Types of inputs used for diagnosing mental and neurological disorders
A considerable variety of input data types has been observed in the reviewed studies. The most common type of input is facial features (such as images, videos, facial expressions, and subtle facial muscle movements), which have been used in most studies. Many of these studies have used image databases or recorded video data from real interactions and facial movements of children and adults. In addition to image data, some studies have used multimodal data, such as combining facial features with EEG signals, speech information, or even written text from patient interactions. This multimodal combination has in some cases led to increased accuracy and sensitivity of the diagnostic models. Several studies have also used fMRI data to analyze brain connectivity in the diagnosis of anxiety in children. Some other specific inputs include thermal images of the face, eyebrow movements, head angles and eye area, as well as behavioral and expressive features through the body (such as movements recorded with Kinect).
Figure 3 shows the frequency of input data types used in the reviewed studies for diagnosing mental and neurological disorders. The most commonly used input data in the studies were facial images and videos, which were used in 29 studies. This was followed by EEG data and multimodal models (a combination of multiple data types) each used in 3 studies. Other data such as fMRI, speech, thermal images, and behavioral data were used less frequently.
Fig. 3.
Distribution of input data (input modality) in the reviewed studies
The diversity of input data reflects technological advances and a deeper understanding of the biological and behavioral complexities of mental disorders. The use of multimodal data provides an opportunity to improve the accuracy of diagnosis and the reliability of models, because complementary information from multiple sources can compensate for the shortcomings of each individual data type. This multimodality approach requires the development of more complex algorithms and the optimization of data fusion, which is a major scientific challenge. Also, the use of more complex data such as fMRI opens up new potentials in brain analysis of these disorders that can contribute to more accurate diagnosis and a better understanding of the underlying mechanisms [66, 67].

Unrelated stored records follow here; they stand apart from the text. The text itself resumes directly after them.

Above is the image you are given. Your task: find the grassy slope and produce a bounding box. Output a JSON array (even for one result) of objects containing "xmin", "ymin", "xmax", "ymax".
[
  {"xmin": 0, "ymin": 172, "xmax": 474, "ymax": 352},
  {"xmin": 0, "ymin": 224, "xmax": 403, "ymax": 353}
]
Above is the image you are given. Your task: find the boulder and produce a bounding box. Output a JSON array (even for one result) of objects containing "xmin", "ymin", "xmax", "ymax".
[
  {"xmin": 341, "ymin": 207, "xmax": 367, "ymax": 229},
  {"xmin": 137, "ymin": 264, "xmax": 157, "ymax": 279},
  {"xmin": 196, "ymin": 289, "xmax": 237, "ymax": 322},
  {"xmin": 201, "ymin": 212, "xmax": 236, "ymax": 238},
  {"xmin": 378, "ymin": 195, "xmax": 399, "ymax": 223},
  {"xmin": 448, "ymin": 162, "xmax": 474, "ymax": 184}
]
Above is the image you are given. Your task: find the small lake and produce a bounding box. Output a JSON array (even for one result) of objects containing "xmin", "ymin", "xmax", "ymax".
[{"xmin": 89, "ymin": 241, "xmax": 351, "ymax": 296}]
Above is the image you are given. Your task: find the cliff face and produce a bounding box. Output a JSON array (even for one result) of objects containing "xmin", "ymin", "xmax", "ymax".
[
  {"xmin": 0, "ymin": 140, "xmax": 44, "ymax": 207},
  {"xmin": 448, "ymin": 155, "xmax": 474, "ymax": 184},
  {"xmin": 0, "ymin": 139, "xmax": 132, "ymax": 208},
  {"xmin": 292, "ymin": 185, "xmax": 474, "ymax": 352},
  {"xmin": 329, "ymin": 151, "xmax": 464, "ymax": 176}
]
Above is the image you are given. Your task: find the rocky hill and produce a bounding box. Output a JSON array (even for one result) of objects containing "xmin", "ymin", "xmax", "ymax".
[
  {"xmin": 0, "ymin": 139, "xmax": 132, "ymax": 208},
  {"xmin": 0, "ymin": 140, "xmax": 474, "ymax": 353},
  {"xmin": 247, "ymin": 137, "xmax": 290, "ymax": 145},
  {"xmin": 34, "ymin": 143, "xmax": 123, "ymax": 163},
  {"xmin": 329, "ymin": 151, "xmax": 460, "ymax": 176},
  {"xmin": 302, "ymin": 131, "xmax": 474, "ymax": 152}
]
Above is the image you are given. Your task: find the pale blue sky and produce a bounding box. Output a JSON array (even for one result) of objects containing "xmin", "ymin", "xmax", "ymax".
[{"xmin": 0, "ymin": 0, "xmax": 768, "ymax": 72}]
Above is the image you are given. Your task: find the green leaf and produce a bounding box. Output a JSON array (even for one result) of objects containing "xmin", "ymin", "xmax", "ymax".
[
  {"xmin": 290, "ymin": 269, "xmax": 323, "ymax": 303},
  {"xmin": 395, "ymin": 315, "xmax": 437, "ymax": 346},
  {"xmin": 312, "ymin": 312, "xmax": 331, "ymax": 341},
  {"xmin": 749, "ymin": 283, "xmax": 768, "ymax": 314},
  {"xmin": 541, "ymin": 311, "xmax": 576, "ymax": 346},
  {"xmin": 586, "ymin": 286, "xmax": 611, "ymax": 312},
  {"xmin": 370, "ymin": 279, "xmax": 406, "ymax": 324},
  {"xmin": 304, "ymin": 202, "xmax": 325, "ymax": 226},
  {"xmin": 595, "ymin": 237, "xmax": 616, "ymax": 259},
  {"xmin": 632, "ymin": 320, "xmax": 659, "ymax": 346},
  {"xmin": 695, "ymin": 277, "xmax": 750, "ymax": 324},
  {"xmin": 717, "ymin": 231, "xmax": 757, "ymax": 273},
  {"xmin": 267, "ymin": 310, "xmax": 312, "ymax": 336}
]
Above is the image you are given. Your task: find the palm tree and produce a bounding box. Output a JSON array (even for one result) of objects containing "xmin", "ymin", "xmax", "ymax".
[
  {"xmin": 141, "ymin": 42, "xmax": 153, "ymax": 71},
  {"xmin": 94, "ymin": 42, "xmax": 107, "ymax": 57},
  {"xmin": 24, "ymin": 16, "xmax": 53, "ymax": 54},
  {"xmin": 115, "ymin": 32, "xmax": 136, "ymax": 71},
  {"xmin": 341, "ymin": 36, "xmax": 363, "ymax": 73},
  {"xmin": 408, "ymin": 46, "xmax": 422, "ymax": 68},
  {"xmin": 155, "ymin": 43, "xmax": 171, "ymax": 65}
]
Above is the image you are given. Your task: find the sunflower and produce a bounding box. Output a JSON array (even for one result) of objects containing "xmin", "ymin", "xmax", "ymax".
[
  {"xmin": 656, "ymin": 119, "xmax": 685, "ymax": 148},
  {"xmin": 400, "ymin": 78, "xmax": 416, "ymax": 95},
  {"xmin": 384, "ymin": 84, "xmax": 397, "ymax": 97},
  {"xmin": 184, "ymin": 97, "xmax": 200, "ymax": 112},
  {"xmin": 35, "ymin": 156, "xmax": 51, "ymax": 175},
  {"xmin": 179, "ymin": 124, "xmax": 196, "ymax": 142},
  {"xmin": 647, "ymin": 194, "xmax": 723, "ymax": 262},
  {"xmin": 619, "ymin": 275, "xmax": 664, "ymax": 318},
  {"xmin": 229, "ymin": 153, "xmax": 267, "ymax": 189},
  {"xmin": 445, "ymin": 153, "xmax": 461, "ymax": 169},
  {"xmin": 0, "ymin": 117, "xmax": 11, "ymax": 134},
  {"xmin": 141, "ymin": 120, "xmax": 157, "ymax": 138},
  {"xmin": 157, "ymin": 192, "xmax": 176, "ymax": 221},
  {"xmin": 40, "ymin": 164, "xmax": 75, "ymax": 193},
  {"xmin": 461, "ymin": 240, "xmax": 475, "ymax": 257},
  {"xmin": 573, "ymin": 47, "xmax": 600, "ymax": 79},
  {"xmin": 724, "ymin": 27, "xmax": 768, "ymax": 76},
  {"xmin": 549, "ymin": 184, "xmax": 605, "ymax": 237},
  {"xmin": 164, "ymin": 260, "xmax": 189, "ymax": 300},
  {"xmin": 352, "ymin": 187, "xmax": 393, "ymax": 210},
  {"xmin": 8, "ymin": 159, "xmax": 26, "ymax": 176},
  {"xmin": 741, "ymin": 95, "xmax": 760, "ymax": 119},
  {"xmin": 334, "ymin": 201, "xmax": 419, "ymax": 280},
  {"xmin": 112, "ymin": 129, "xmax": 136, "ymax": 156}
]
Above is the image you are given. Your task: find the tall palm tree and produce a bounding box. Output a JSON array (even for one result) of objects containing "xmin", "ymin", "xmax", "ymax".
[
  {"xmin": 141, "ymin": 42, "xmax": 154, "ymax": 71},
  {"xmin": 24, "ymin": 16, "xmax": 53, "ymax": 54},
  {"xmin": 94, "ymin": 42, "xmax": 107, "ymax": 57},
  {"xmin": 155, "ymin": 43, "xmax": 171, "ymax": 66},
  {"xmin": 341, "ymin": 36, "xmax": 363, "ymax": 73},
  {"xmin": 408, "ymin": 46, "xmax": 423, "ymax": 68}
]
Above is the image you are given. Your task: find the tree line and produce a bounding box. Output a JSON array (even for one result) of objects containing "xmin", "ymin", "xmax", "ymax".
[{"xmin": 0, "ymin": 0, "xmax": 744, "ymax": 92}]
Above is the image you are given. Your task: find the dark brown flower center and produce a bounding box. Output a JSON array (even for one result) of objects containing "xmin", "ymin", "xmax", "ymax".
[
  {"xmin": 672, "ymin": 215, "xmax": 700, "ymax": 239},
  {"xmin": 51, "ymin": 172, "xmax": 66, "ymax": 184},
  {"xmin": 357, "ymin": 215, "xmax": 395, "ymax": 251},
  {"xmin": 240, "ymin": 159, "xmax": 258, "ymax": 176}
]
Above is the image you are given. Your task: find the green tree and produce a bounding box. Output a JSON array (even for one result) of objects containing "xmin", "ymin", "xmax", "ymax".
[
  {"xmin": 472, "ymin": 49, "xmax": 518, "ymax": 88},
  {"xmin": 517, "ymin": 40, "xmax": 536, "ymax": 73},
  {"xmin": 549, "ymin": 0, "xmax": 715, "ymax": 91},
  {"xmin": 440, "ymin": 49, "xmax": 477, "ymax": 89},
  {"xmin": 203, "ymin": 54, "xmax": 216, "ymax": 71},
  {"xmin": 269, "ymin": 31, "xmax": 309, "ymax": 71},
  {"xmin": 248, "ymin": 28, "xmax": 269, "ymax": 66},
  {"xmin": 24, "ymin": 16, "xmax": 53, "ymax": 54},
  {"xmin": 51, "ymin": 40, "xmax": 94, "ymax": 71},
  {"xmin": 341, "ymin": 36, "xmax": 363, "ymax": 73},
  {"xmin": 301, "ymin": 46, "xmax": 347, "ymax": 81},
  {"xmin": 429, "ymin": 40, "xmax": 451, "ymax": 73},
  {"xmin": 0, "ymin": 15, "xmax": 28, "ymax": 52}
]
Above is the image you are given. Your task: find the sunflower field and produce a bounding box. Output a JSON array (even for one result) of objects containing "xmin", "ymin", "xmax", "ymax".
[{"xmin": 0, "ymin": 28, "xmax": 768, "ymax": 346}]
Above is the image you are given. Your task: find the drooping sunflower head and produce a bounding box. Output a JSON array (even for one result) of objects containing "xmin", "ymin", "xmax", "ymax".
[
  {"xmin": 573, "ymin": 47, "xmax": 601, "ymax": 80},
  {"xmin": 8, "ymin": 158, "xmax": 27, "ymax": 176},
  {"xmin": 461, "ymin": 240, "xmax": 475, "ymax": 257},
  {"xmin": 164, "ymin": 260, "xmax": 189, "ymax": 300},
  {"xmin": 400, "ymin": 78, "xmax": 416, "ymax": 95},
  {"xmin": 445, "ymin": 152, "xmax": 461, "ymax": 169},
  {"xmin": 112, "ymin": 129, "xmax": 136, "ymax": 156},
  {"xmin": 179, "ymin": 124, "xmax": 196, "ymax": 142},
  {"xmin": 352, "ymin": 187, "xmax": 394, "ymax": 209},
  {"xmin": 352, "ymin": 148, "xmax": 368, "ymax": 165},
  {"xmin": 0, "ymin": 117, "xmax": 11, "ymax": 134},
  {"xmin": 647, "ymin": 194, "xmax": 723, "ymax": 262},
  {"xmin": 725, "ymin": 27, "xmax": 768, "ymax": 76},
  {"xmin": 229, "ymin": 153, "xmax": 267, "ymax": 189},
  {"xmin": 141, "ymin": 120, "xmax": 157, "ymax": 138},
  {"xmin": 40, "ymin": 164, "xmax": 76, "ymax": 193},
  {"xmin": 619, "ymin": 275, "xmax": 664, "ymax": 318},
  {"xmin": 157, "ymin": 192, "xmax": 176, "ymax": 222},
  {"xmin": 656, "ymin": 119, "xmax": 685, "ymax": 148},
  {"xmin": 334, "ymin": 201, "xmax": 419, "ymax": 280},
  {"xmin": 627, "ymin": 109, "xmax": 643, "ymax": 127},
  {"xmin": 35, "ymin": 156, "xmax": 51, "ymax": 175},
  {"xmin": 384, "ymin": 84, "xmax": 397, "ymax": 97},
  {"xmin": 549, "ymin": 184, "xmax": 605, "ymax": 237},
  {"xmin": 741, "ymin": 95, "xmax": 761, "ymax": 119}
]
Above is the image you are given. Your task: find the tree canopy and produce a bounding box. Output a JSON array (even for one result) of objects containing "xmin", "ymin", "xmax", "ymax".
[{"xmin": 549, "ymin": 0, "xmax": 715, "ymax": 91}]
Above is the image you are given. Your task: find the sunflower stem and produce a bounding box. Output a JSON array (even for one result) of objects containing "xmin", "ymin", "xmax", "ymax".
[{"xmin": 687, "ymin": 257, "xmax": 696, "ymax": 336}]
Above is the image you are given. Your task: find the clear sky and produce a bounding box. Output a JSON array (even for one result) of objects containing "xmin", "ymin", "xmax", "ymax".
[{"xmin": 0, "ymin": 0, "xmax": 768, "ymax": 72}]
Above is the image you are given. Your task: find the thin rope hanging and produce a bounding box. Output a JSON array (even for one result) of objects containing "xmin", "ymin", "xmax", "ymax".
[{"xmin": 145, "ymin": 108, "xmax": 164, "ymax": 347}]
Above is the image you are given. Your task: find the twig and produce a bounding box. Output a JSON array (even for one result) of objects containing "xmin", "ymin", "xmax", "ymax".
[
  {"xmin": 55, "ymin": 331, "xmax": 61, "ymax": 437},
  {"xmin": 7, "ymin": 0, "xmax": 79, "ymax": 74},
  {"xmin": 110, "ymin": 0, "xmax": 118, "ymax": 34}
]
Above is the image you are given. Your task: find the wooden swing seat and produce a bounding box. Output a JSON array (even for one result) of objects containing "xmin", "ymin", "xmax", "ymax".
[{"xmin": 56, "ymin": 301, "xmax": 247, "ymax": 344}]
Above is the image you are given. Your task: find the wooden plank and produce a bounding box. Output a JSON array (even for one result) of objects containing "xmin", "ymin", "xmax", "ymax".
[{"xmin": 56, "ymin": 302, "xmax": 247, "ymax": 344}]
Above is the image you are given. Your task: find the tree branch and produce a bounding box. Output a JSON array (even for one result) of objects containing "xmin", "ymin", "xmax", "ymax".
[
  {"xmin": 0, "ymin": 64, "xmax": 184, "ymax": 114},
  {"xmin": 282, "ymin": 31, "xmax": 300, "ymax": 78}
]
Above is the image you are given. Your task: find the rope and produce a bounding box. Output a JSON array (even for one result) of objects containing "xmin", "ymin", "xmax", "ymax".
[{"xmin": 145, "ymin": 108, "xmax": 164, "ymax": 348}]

AI algorithms and methods used in studies
The reviewed studies used a wide range of machine learning (ML) and deep learning (DL) methods to analyze facial data and other inputs. Many studies used convolutional neural networks (CNN) as the basis of the model, and some combined it with other algorithms such as genetic algorithms (GA), LSTM, or fuzzy logic to improve model performance. The use of transfer learning methods was also evident in several studies, especially in studies that used pre-trained models such as VGG16, MobileNet, ResNet, and EfficientNet to extract facial features. These models were sometimes used independently and sometimes in the framework of hybrid models. In some studies, classical machine learning methods such as SVM, Random Forest, KNN, Logistic Regression, AdaBoost, and XGBClassifier have been used to classify the extracted features. In some cases, hybrid models such as CNN-LSTM or CNN with AutoML or recurrent networks such as BiLSTM have been used. Several studies have also used more modern methods such as Federated Learning, Attention Networks, or combining learning models with statistical and graph-based analyses (such as SHAP, LIME, graph coloring, or Lasso regression analysis).
As shown in Fig. 4, most studies (20) used convolutional neural networks and deep learning. More traditional machine learning methods such as SVM and Random Forest were also used in 8 studies. Also, some studies used hybrid models and transfer learning to improve performance, while federated learning and other methods were less common.
Fig. 4.
Artificial intelligence and machine learning methods used in studies
The diversity of algorithms reflects the effort to find the most optimal structures and models for analyzing complex and multifaceted data. The use of convolutional neural networks is logical and effective due to their high ability to extract image features. The use of transfer learning and pre-trained models allows for improved performance when faced with limited data. The use of hybrid and modern methods increases the flexibility and resolution of models and improves the ability to manage heterogeneous data. At the same time, the introduction of Federated Learning methods reflects the attention to data privacy and the ability to train models on sparse data, which is of increasing importance [68].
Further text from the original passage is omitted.